In a few breathless hours on Thursday morning, St. Jude Children’s Research Hospital maneuvered the largest superconducting magnet in the world, a 10-ton beauty that is a million times stronger than the earth’s magnetic field, into place. With the help of some skilled crane work, the $10 million investment, designed and built-in Zurich, was safely tucked into a pocket in the lower level of the Kay Research and Care Center by early afternoon. In about a month, the 1.1-gigahertz nuclear magnetic resonance spectrometer is expected to be in use, giving St. Jude the most power anywhere for studying proteins, DNA, ribonucleic acid (RNA) and other biomolecules. It will lead to higher cancer cure rates because what researchers see deep in the cell biology will set off drug discovery work at St. Jude and around the globe.
“It helps us answer challenging biological questions that so far, actually, we have not been able to,” said Dr. Charalampos Kalodimos, chairman of the hospital’s structural biology department. And a large number of the perplexing questions have not been answered, he said, because there has been the little capability to study proteins and other microcellular components at the level St. Jude will now be able to see. “We can go into the gray area, the dark matter,” he said. “It’s like having a telescope. Instead of looking at very faraway planets, you can go into the cell and see more and more in it.” St. Jude has nine other magnets operating between 400 to 850 megahertz in its spectroscopy center. The next most powerful superconducting magnets in the world are at the University of Toronto, Germany, and Israel.
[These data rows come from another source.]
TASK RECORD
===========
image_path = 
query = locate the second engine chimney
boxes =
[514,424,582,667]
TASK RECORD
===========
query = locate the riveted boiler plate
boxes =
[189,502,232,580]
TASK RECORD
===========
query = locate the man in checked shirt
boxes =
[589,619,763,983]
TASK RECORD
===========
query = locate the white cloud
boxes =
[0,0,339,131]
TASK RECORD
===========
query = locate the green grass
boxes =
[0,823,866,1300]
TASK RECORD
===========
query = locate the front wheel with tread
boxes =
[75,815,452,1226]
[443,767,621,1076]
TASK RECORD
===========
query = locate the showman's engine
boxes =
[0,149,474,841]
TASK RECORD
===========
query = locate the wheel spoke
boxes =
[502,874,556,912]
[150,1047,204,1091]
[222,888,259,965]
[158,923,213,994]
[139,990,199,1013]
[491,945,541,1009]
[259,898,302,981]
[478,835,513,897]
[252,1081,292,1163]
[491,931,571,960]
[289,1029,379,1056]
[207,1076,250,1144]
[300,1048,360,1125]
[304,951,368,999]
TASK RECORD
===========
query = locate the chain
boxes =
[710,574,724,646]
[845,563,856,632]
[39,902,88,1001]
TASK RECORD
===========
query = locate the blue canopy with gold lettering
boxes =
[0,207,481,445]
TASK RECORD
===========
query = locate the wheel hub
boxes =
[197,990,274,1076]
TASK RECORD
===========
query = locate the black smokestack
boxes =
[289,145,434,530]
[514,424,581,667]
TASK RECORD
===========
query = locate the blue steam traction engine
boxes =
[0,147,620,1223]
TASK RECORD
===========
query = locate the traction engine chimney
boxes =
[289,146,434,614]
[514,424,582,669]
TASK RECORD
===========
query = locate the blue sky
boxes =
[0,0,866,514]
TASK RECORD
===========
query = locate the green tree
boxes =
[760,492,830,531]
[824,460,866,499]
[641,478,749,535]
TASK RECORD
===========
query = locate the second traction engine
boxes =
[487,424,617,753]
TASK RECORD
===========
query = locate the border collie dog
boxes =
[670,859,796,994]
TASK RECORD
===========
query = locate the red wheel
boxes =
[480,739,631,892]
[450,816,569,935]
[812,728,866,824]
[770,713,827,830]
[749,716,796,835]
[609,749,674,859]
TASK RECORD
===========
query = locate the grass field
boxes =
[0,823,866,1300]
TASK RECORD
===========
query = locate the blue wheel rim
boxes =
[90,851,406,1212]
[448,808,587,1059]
The way to envision how they work is to think of an MRI machine, Kalodimos says, except with a much smaller opening. St. Jude places a tissue sample in the opening and activates a magnet, scrolling through its powerhouse of strength until it accesses the power it needs to drill down. “We take advantage of the magnetic properties of the material,” he said. “All material has magnetic properties, but to take advantage you need something extremely powerful.” The magnet was manufactured by Massachusetts-based Bruker Corp. It was flown to Atlanta from Switzerland Wednesday and trucked to Memphis where a ground team from McGhee’s Crane Service was ready to nimbly move it in place.